Al día siguiente paseo por los alrededores. En términos climatológicos he retrocedido dos semanas. En Sylt todavía es invierno, aún no han florecido los magnolios y acaban de abrirse los narcisos. Las gaviotas se pasean por las calles con las manos en los bolsillos, mirando al suelo y hurgando en el interior de las papeleras como bohemios. Parece que en verano les quitan a los turistas los helados de las manos. En una fábrica de chocolate aprendo que el cacao puro sabe a cartón, y hago unas tabletas con sal y pimienta que podrían poner de rodillas al mercado mundial. Pero tengo otros planes. Por ejemplo beberme toda esta botella de licor de comino.
Saliendo de Westerland se ven infinitas colinas coronadas por una hierba intensamente amarilla; el césped también tiene un verde encendido en esta época del año, pero el paisaje está dominado por arbustos rastreros de hoja caduca y por la arena de las dunas itinerantes. De trecho en trecho se diluye en el aire la resina de los brotes de pino, o asoman formas que parecen túmulos y que unas veces son auténticos túmulos del neolítico y otras son tejados de juncos prensados, típicos de la arquitectura local.
El domingo la rubia y yo vamos en bicicleta a List, la localidad más septentrional de Alemania. Por suerte el temible viento del mar del Norte nos da de espaldas, de modo que en poco más de una hora cubrimos los 17 kilómetros que hay desde Westerland. En el preciso momento en que empieza a asomar el sol nos sentamos en una de las Strandkörbe del restaurante original de Jürgen Gosch. Gosch es un tipo que empezó hace cincuenta años vendiendo pescado en un cajón por las calles, y que hoy tiene tiendas en las principales ciudades y estaciones de Alemania. Pedimos ostras y spritz de aperitivo, y para comer una ensalada de langostinos y vieiras con filetes de salmón y lucioperca. Esto ya con blanco de la casa.

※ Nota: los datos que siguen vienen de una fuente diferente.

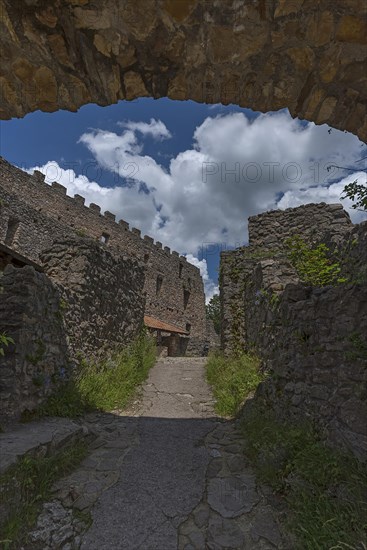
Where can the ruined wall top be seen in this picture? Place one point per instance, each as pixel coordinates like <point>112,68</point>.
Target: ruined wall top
<point>314,222</point>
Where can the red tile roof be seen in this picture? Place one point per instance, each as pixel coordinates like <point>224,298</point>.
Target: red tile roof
<point>150,322</point>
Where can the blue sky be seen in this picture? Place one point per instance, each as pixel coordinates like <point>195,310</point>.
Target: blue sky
<point>187,174</point>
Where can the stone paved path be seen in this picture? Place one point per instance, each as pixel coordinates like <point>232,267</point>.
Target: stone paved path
<point>164,475</point>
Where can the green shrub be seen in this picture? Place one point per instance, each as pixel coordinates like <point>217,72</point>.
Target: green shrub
<point>104,386</point>
<point>326,491</point>
<point>312,263</point>
<point>232,380</point>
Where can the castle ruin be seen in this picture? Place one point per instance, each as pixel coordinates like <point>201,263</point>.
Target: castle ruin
<point>108,279</point>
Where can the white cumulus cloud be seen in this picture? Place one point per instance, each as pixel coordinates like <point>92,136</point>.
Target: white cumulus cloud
<point>236,168</point>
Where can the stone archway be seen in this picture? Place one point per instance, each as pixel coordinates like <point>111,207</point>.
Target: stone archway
<point>307,55</point>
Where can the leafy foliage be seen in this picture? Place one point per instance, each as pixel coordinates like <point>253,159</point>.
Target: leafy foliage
<point>31,480</point>
<point>325,490</point>
<point>232,380</point>
<point>312,263</point>
<point>357,193</point>
<point>213,312</point>
<point>4,342</point>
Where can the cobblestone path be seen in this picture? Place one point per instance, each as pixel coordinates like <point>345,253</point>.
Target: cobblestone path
<point>166,474</point>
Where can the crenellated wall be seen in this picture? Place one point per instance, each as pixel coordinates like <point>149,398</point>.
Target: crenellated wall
<point>305,55</point>
<point>38,362</point>
<point>34,214</point>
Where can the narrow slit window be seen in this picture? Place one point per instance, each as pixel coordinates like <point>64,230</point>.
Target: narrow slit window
<point>13,226</point>
<point>105,238</point>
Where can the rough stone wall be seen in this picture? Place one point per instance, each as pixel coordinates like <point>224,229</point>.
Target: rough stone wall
<point>266,55</point>
<point>102,298</point>
<point>314,343</point>
<point>46,213</point>
<point>311,340</point>
<point>314,222</point>
<point>30,313</point>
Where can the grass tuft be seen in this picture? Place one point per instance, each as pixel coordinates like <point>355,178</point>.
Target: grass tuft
<point>326,491</point>
<point>27,485</point>
<point>106,386</point>
<point>232,380</point>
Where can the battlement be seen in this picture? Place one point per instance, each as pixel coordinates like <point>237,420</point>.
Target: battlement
<point>91,213</point>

En el camino de vuelta, algo más duro porque ahora el viento nos da de frente, paramos en una playa silvestre aunque bastante frecuentada. Es una playa nudista, pero no está el tiempo para quitarse más que los zapatos. El mar se ha retirado doscientos metros y ronca apenas visible detrás de una niebla espesa. Por la playa discurren domingueros, niños, perros y extrañas aves de pico largo. Siguiendo entre las dunas una hebra de música lounge llegamos hasta un chiringuito muy bien puesto en el que pedimos un fariseo, que es una célebre bebida frisona: se trata de un carajillo de ron cubierto con nata, donde la nata viene a ser el sepulcro blanqueado. De regreso en la pensión me miro en el espejo y me devuelve la sonrisa un vividor de aspecto saludable, ante el cual me quito el sombrero.